So would you use it??? :innocent:


----------



## crazypaver1 (Nov 23, 2008)

pea head said:


> Yes :smartass:


and would you like to share that with us? :thumb:


----------



## pea head (May 28, 2008)

Galaxy said:


> So would you use it??? :innocent:


Only if i couldnt get nothing else


----------



## one-pound-coin (Jan 19, 2013)

looks a little bit like isis labs


----------



## pea head (May 28, 2008)

crazypaver1 said:


> and would you like to share that with us? :thumb:


No...only because their is enough sh1t that spouted on the forum and once you start a rumour......well.......say no more.


----------



## Galaxy (Aug 1, 2011)

pea head said:


> Only if i couldnt get nothing else


I'll be taking that as a no


----------



## wezo (Jun 12, 2009)

im from cherhire and these quit a bit knocking about round here..

few guys useing it in the gyms, still very new tho..


----------



## jdotelliott (Mar 28, 2013)

thb guys iv n ot been impressed so far...


----------



## gymrat2712 (Jan 20, 2012)

Everyone i know thats using it, rate it. Including myself.


----------



## wezo (Jun 12, 2009)

jdotelliott said:


> thb guys iv n ot been impressed so far...


thought you said it was the dogs and you had put 16kg on..or have i missed something????


----------



## crazypaver1 (Nov 23, 2008)

pea head said:


> No...only because their is enough sh1t that spouted on the forum and once you start a rumour......well.......say no more.


So you dont know. Its just a roumor? Id still be interested if you wana pm me an al keep it as that


----------



## gymrat2712 (Jan 20, 2012)

crazypaver1 said:


> and would you like to share that with us? :thumb:


Chem tech i think


----------



## jdotelliott (Mar 28, 2013)

yeh but i was running suchumvit t350 beforehand and their bold, and now im using this t400 im pretty sure its not dosed rite im pinning a ml a day of each

and no even feeling anyy sides at all


----------



## jdotelliott (Mar 28, 2013)

and chemtech was awful aswel


----------



## gymrat2712 (Jan 20, 2012)

Have you been turned by the BSI brigade? Ive noticed a few of them on this thread


----------



## SJR17 (Apr 15, 2013)

how you getting on gymrat? i started my 3rd week on mon. can feel it starting to kick in .


----------



## huge monguss (Apr 5, 2011)

Would also be interested to hear as my source says he is going to start stocking this now


----------



## Edinburgh (Sep 2, 2012)

new online source have this lab available, was gonna give it a go and order some tomorrow but peahead's comments have put me off :lol:


----------



## CoolhandRich (Aug 8, 2013)

Hi,

I have just bought 10mg Dianapro. I was very dubious and emailed the labs website myself asking them if they were legit, they came back to me and said that I had purchased a legit and original product.
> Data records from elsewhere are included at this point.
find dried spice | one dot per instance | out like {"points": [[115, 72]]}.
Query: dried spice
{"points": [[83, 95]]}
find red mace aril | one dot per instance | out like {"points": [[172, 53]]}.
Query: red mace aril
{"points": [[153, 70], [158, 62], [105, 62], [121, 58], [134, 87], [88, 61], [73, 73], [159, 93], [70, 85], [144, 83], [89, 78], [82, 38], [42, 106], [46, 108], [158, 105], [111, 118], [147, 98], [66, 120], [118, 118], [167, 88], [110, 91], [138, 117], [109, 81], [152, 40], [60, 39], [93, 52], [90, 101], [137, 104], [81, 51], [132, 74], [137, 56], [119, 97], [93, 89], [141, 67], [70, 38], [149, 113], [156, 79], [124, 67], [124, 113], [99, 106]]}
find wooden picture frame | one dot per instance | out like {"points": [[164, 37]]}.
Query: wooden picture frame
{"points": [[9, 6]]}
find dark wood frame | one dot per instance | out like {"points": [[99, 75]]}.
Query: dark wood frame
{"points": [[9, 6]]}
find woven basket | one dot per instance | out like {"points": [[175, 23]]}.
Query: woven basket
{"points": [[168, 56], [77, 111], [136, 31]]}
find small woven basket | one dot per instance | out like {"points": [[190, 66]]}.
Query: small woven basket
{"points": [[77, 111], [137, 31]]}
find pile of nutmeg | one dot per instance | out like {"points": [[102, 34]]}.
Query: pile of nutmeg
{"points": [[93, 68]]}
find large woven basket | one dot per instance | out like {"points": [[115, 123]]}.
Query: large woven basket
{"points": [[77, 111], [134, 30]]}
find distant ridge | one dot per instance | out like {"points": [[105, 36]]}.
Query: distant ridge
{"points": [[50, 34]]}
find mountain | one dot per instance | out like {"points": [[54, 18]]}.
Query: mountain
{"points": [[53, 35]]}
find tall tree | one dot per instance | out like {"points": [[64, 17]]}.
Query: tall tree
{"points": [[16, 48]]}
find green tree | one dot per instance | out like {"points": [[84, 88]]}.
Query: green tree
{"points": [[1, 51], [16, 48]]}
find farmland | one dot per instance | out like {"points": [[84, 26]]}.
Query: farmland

Still a little dubious but while I too can't find anything about them online, well at least I can't find anything negative at all. I'm going to give the Dianapro a go and i'll keep people informed of progress on it.

One thing I will say is that it melts on your tongue in the same way as other Anabol/Dianabol I have come across that I know for sure are 100% legit.

Otherwise, I have never heard of these but I have my hopes up.


----------



## kh4n (Mar 15, 2009)

Hi

im on the Quadoject and Nandroject (test 400 and decca) with only 1ml a week of each on 9 weeks now and ripoject 2 ml per week and am feeling great!!!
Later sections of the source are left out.